# Finally got off my fat ass and did my S&W site



## spacedoggy (May 11, 2006)

At the end of page two if you could take the time to email smith and tell them your shocked at the way they treated me or think of something. I sure would be thankful.

Http://www.everhappentoyou.com/


----------



## hberttmank (May 5, 2006)

From the pics, it looks like a bore obstruction, but still I think S&W has screwed you around. You might want to use spellcheck on your website also. :mrgreen:


----------



## Snowman (Jan 2, 2007)

S&W did give you the run-around, but there's not much that could cause that besides an obstruction.


----------



## Baldy (Jun 21, 2006)

Looks like you might have enough barrel to shorten it down some. Or I would lay it up till I got enough for a new barrel. What else is it good for a paper weight. I have looked at it many times and all I can come up with is that there had to be something in the barrel. I would think S&W would give some kind of an answer as to what might have happen. I know they were having troubles with the barrels splitting but yours is a bulge and a blow out.


----------



## SigZagger (Aug 16, 2006)

I currently have a S&W auto in for repair. About a year ago I wrote to quality control, production, and the president. Never heard a word from anyone. The S&W of today is not the S&W I remember 20-30 years ago. Good luck on your adventure with the company. Their are far too many other quality gunmakers for me to give S&W any of my money.


----------



## spacedoggy (May 11, 2006)

Snowman said:


> S&W did give you the run-around, but there's not much that could cause that besides an obstruction.
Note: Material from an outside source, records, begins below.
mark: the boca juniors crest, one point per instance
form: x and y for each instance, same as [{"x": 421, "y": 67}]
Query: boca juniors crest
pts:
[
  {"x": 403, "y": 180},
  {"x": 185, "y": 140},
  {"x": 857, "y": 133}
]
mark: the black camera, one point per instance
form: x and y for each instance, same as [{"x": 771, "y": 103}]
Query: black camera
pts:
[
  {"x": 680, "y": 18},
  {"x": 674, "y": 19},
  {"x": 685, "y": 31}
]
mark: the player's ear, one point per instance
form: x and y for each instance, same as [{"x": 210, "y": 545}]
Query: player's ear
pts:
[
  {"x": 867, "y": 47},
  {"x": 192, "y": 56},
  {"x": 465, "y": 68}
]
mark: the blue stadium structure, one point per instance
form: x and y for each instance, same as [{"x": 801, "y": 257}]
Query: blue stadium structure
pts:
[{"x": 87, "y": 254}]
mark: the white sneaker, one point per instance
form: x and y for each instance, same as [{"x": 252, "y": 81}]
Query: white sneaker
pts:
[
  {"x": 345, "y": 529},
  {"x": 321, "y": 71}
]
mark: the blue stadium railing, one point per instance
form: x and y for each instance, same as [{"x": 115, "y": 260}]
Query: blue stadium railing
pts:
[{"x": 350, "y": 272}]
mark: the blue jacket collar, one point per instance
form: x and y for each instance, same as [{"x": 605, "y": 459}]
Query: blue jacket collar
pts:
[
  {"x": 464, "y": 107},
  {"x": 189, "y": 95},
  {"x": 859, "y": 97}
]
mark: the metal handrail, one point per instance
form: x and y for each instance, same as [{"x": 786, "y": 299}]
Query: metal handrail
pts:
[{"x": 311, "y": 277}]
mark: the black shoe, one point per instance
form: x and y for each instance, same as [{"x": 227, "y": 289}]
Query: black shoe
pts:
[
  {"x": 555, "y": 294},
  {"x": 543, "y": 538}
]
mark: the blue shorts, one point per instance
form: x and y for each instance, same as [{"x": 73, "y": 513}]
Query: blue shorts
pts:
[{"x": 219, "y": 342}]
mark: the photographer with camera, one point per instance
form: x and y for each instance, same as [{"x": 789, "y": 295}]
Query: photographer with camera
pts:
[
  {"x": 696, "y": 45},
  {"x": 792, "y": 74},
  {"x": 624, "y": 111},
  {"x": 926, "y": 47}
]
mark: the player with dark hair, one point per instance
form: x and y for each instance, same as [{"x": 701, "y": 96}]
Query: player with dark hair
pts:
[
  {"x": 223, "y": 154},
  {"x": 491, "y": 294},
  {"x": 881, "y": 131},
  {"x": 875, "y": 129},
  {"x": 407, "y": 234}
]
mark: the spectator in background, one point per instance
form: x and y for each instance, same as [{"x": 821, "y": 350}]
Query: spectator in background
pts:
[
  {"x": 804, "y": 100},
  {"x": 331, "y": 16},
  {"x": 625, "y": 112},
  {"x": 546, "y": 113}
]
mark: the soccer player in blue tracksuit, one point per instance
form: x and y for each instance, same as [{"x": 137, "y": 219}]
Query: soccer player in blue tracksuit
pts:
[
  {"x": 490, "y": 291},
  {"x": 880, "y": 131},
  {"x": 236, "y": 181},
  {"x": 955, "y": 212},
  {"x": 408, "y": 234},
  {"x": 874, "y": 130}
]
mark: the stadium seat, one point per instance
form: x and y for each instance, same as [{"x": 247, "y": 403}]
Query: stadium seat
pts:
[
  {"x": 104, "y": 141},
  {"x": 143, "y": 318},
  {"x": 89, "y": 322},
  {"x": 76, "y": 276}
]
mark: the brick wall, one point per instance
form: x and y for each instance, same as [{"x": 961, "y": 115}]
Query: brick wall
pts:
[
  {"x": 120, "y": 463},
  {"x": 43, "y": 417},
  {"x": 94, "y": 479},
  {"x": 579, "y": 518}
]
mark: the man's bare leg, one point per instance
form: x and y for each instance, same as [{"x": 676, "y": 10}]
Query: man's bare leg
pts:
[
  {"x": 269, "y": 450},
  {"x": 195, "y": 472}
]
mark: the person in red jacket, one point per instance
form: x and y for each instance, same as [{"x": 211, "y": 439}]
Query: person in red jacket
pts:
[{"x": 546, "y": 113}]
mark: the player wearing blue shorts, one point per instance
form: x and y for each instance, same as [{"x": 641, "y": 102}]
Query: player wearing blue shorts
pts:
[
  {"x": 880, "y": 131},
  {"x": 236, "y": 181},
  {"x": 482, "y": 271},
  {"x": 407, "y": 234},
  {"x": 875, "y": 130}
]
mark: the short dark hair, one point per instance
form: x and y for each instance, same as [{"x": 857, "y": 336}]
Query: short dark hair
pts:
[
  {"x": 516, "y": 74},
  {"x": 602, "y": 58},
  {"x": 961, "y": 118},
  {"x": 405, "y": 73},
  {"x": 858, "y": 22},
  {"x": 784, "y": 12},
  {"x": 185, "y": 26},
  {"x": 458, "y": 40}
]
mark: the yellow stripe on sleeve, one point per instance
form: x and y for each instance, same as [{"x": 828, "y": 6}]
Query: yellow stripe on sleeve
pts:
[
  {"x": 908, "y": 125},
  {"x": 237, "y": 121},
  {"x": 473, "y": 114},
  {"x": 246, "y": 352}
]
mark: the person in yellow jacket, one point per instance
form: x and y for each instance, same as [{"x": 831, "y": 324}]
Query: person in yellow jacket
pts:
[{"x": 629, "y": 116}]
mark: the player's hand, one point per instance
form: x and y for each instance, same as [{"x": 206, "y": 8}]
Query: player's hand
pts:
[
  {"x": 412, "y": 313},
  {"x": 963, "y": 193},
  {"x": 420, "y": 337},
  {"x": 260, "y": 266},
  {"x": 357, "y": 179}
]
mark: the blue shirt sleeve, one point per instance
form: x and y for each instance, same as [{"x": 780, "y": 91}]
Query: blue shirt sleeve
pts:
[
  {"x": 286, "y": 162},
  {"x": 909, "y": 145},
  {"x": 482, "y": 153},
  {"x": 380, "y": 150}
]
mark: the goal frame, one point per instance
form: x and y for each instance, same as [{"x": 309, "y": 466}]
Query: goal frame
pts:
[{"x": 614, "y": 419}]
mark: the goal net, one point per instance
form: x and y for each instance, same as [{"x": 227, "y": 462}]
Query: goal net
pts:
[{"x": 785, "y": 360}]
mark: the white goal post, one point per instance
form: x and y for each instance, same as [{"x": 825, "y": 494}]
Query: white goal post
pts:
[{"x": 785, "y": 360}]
I agree or some kind of build up. I should have checked the barrel before I shot it when it got back from S&W. It looked so good on the outside, that I thought they would have cleaned it on the inside.


----------



## spacedoggy (May 11, 2006)

Baldy said:


> Looks like you might have enough barrel to shorten it down some. Or I would lay it up till I got enough for a new barrel. What else is it good for a paper weight. I have looked at it many times and all I can come up with is that there had to be something in the barrel. I would think S&W would give some kind of an answer as to what might have happen. I know they were having troubles with the barrels splitting but yours is a bulge and a blow out.


Yes I thought about that but with the history of the gun, I would be afraid that the timing might still be off or after putting on a new barrel the trigger system locks up again. This thing has given me such a headache, I just don't want to deal with this gun. If someone bought out S&W and turned the customer service around then I would save up for a new one.


----------



## stormbringerr (May 22, 2007)

thats a horrible story,smith and wesson should replace the gun at once.your son or anyone near him could have been killed or badly injured.i have never really cared much for s&w ever since they used to be owned by that British company a while back and all their kazillion numbered revolvers too.


----------



## SigZagger (Aug 16, 2006)

I've had good luck with email responses from SDM Fabricating. He specializes in S&W custom built revolvers. Maybe he can help. Here: http://www.sdmfabricating.com/


----------